Correlation Between CSSC Offshore and ASTRA INTERNATIONAL
Can any of the company-specific risk be diversified away by investing in both CSSC Offshore and ASTRA INTERNATIONAL at the same time? Although using a correlation coefficient on its own may not help to predict future stock returns, this module helps to understand the diversifiable risk of combining CSSC Offshore and ASTRA INTERNATIONAL into the same portfolio, which is an essential part of the fundamental portfolio management process.
By analyzing existing cross correlation between CSSC Offshore Marine and ASTRA INTERNATIONAL, you can compare the effects of market volatilities on CSSC Offshore and ASTRA INTERNATIONAL and check how they will diversify away market risk if combined in the same portfolio for a given time horizon. You can also utilize pair trading strategies of matching a long position in CSSC Offshore with a short position of ASTRA INTERNATIONAL. Check out your portfolio center.
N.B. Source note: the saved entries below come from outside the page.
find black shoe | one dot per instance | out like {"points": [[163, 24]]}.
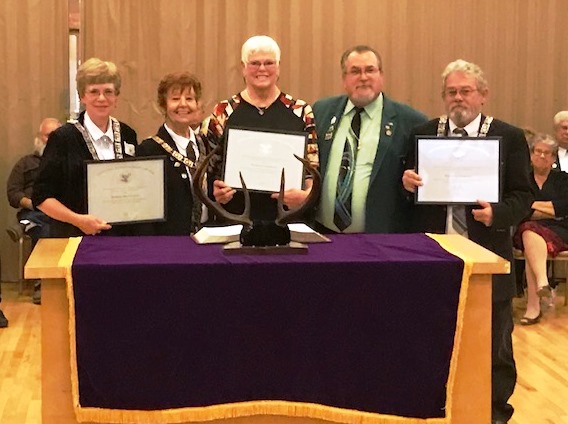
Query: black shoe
{"points": [[36, 297], [3, 320]]}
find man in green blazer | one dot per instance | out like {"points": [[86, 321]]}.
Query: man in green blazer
{"points": [[362, 157]]}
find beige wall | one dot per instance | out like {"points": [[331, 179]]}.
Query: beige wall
{"points": [[519, 44]]}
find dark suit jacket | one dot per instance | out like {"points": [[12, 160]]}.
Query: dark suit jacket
{"points": [[62, 173], [386, 209], [515, 204], [179, 203]]}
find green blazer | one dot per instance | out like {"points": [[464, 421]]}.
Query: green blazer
{"points": [[387, 209]]}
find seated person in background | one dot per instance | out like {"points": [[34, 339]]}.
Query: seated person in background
{"points": [[178, 97], [21, 180], [60, 188], [260, 105], [545, 231]]}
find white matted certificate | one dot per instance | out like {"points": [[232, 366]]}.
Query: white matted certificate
{"points": [[126, 191], [458, 170], [260, 156]]}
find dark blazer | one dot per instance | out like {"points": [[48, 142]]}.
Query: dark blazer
{"points": [[62, 173], [515, 204], [386, 209], [180, 201]]}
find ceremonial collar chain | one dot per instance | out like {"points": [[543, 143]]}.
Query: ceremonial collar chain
{"points": [[174, 153]]}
Please also check ongoing floating volatility patterns of CSSC Offshore and ASTRA INTERNATIONAL.
Diversification Opportunities for CSSC Offshore and ASTRA INTERNATIONAL
0.44 | Correlation Coefficient |
Very weak diversification
The 3 months correlation between CSSC and ASTRA is 0.44. Overlapping area represents the amount of risk that can be diversified away by holding CSSC Offshore Marine and ASTRA INTERNATIONAL in the same portfolio, assuming nothing else is changed. The correlation between historical prices or returns on ASTRA INTERNATIONAL and CSSC Offshore is a relative statistical measure of the degree to which these equity instruments tend to move together. The correlation coefficient measures the extent to which returns on CSSC Offshore Marine are associated (or correlated) with ASTRA INTERNATIONAL. Values of the correlation coefficient range from -1 to +1, where. The correlation of zero (0) is possible when the price movement of ASTRA INTERNATIONAL has no effect on the direction of CSSC Offshore i.e., CSSC Offshore and ASTRA INTERNATIONAL go up and down completely randomly.
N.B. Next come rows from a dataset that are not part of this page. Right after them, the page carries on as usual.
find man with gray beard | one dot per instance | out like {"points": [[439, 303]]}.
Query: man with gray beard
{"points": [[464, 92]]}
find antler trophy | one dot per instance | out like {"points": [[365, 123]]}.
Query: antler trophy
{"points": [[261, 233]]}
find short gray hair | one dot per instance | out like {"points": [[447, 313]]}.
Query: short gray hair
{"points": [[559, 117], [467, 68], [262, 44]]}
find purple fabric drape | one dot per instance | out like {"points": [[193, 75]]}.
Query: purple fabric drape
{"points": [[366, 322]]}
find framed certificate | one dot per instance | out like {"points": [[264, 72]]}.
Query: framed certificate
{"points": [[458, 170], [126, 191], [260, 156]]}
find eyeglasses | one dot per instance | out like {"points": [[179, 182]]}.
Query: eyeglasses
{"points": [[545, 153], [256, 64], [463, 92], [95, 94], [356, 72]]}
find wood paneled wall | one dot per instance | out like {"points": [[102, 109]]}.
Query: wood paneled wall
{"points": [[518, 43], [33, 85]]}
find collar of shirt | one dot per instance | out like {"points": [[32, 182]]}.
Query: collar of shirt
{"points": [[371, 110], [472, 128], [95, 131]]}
Pair Corralation between CSSC Offshore and ASTRA INTERNATIONAL
Assuming the 90 days trading horizon CSSC Offshore Marine is expected to generate 1.61 times more return on investment than ASTRA INTERNATIONAL. However, CSSC Offshore is 1.61 times more volatile than ASTRA INTERNATIONAL. It trades about 0.02 of its potential returns per unit of risk. ASTRA INTERNATIONAL is currently generating about -0.02 per unit of risk. If you would invest 118.00 in CSSC Offshore Marine on September 12, 2024 and sell it today you would earn a total of 7.00 from holding CSSC Offshore Marine or generate 5.93% return on investment over 90 days.
Time Period | 3 Months [change] |
Direction | Moves Together |
Strength | Weak |
Accuracy | 100.0% |
Values | Daily Returns |
CSSC Offshore Marine vs. ASTRA INTERNATIONAL
Performance |
Timeline |
CSSC Offshore Marine |
ASTRA INTERNATIONAL |
CSSC Offshore and ASTRA INTERNATIONAL Volatility Contrast
Predicted Return Density |
Returns |
Pair Trading with CSSC Offshore and ASTRA INTERNATIONAL
The main advantage of trading using opposite CSSC Offshore and ASTRA INTERNATIONAL positions is that it hedges away some unsystematic risk. Because of two separate transactions, even if CSSC Offshore position performs unexpectedly, ASTRA INTERNATIONAL can make up some of the losses. Pair trading also minimizes risk from directional movements in the market. For example, if an entire industry or sector drops because of unexpected headlines, the short position in ASTRA INTERNATIONAL will offset losses from the drop in ASTRA INTERNATIONAL's long position.CSSC Offshore vs. Apple Inc | CSSC Offshore vs. Apple Inc | CSSC Offshore vs. Apple Inc | CSSC Offshore vs. Apple Inc |
ASTRA INTERNATIONAL vs. Gold Road Resources | ASTRA INTERNATIONAL vs. Eidesvik Offshore ASA | ASTRA INTERNATIONAL vs. EIDESVIK OFFSHORE NK | ASTRA INTERNATIONAL vs. CSSC Offshore Marine |
Check out your portfolio center.Note that this page's information should be used as a complementary analysis to find the right mix of equity instruments to add to your existing portfolios or create a brand new portfolio. You can also try the Portfolio Optimization module to compute new portfolio that will generate highest expected return given your specified tolerance for risk.